Le présent carnet, le cinquième depuis qu’André Major a entrepris leur publication avec Le sourire d’Anton ou L’adieu au roman, en 2012, couvre quatre années, soit de 2004 à 2007. Un sentiment d’apaisement, déjà perceptible dans le carnet précédent, s’impose peu à peu, ce que reflète le titre, calme et posé, Les pieds sur terre, qui cerne fort justement à la fois le propos et la démarche qui animent l’auteur. « Ce goût que j’ai de noter, souvent associé à la promenade ou à la lecture, tient au fait que je tire un plaisir très vif des mots qui expriment le plus justement possible ce qui me traverse l’esprit, parfois de manière impromptue. » Voilà en quelque sorte résumé le projet auquel se consacre André Major depuis quelques années. Revisiter ses carnets, en extraire ce qui lui paraît mériter d’être partagé, trouver l’expression juste. Le travail de réécriture comme la distanciation favorisent la profondeur, la mise en perspective et l’épanouissement de la pensée.
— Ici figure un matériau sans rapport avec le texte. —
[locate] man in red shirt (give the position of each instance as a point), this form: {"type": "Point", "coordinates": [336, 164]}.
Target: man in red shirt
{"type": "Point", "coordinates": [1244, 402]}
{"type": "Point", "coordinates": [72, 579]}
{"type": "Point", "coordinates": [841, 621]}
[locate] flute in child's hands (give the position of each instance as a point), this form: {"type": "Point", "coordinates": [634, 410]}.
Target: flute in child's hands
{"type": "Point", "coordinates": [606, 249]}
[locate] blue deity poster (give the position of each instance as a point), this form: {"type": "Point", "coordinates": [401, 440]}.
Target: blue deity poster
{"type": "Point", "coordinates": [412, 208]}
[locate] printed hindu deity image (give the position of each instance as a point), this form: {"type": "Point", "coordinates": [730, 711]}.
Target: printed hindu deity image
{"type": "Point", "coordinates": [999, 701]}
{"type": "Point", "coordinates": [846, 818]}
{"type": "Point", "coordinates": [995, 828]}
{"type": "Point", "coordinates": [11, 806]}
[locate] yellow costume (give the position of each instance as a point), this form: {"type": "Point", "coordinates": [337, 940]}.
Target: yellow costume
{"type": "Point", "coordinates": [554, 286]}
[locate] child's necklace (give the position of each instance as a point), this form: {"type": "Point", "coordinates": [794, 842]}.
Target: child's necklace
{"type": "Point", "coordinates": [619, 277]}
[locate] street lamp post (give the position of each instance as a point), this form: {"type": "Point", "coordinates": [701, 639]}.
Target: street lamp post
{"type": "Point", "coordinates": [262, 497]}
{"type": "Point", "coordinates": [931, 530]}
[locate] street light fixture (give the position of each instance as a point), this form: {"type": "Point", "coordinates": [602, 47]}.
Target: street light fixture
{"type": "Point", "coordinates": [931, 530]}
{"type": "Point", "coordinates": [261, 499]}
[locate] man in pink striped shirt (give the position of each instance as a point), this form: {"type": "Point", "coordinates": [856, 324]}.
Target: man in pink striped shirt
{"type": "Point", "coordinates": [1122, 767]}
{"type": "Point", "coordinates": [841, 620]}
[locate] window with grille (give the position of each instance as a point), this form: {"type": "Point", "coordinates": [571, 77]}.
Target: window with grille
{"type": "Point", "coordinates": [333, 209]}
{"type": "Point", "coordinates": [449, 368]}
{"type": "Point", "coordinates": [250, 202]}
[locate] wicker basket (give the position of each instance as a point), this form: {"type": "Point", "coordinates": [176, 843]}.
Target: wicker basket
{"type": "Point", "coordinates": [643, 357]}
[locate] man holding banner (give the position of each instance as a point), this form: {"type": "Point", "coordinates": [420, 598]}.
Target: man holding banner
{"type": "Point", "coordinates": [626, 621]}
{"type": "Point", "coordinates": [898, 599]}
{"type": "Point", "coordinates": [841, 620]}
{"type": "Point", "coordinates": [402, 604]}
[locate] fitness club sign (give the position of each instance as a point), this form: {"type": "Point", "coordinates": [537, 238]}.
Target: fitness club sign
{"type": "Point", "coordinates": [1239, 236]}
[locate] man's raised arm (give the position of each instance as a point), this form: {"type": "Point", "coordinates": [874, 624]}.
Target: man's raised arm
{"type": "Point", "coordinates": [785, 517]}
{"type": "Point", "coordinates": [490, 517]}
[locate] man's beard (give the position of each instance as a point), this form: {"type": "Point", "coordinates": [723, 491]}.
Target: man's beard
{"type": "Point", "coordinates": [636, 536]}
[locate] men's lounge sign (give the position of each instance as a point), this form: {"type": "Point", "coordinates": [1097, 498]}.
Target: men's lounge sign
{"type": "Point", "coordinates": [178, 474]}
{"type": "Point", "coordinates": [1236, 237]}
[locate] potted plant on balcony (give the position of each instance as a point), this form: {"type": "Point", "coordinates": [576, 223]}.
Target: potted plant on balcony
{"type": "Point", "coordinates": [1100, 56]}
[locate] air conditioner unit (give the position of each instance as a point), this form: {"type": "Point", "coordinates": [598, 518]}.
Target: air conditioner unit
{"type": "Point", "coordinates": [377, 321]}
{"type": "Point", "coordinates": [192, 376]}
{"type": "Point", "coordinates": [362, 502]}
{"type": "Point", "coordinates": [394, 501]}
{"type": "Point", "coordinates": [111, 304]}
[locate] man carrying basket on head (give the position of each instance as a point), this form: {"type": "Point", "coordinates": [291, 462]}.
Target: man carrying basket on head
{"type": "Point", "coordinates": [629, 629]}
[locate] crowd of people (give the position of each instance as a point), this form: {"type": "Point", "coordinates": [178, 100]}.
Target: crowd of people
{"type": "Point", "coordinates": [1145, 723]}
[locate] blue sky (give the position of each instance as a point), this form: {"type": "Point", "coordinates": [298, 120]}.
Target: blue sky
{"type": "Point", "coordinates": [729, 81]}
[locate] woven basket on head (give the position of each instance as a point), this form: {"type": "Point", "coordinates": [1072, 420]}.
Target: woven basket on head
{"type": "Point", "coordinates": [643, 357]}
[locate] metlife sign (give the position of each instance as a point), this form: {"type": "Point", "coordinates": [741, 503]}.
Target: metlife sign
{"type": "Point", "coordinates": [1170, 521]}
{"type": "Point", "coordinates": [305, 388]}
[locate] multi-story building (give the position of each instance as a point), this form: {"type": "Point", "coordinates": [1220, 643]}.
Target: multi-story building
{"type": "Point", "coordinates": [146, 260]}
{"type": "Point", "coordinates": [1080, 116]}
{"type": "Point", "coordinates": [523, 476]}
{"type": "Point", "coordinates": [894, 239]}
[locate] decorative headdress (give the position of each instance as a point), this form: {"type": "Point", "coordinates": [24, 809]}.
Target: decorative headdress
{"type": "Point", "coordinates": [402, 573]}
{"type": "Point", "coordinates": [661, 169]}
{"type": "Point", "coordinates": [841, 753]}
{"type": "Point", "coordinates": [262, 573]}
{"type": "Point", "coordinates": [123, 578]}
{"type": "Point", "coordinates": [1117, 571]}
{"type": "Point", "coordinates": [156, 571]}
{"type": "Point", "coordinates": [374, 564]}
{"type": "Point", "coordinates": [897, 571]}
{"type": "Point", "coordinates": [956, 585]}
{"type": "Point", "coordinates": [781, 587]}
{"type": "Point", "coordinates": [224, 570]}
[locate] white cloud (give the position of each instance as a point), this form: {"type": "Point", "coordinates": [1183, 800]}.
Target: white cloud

Les réflexions, les lectures, les notes qui se retrouvent en ces pages s’inscrivent à nouveau dans une démarche de consolidation d’une pensée, vivante et en mouvement, qui cherche avant tout à poursuivre l’exploration du monde extérieur et intérieur pour l’analyser, certes, mais également pour en déceler la beauté et la partager. « Qu’un peu de beauté ou qu’un brin de vérité apparaisse dans le discontinu de ces carnets, je ne demande rien de plus. »
Nombre d’auteurs qu’il revisite, dont Robert Walser, Paul Morand, Paul Nizon, Witold Gombrowicz, André Gide, Paul Léautaud, pour ne nommer qu’eux, ont également laissé des carnets ou des journaux ; ce qui l’amène, en s’appuyant sur sa propre pratique, à évoquer les ressemblances et les différences entre ces deux formes d’écriture : « Il en va du carnet comme du journal : l’auteur y chemine à la remorque de ses humeurs de lecteur, des rêves qu’il cultive, des pensées qui lui traversent l’esprit ou des événements qui l’affectent ». Bien que l’auteur oscille entre les deux, l’appellation « carnet » convient toutefois sans doute mieux à sa démarche. Major se qualifie avant tout de noteur invétéré, ayant « toujours éprouvé le besoin d’écrire pour faire écho à ce qui ponctue [s]a vie ». Il poursuit : « Et si je persiste à jouer sur les deux tableaux, c’est pour que le lecteur retrouve non seulement l’homme qui lit et réfléchit, mais aussi l’homme immergé dans la vie quotidienne ». Et c’est ainsi que, au fil des jours, le lecteur l’accompagne, témoin des joies et des épreuves que la vie réserve à chacun.
À maintes reprises, André Major souligne ne plus écrire qu’en marge d’une œuvre qu’il aurait laissée en plan, œuvre de fiction s’entend. Ces carnets n’en constituent pas moins une œuvre littéraire à part entière qui, espère-t-il, lui survivront, au même titre que toute autre trace de notre passage ici-bas. « Je n’aspire plus qu’à devenir un simple vivant, toujours nourri de lectures et trouvant dans l’accomplissement des tâches quotidiennes une constante satisfaction, même si j’accepte encore mal l’idée que l’existence est imparfaite et périssable – ce qui explique peut-être le besoin que j’ai toujours de laisser derrière moi quelque chose qui dure et me survive. »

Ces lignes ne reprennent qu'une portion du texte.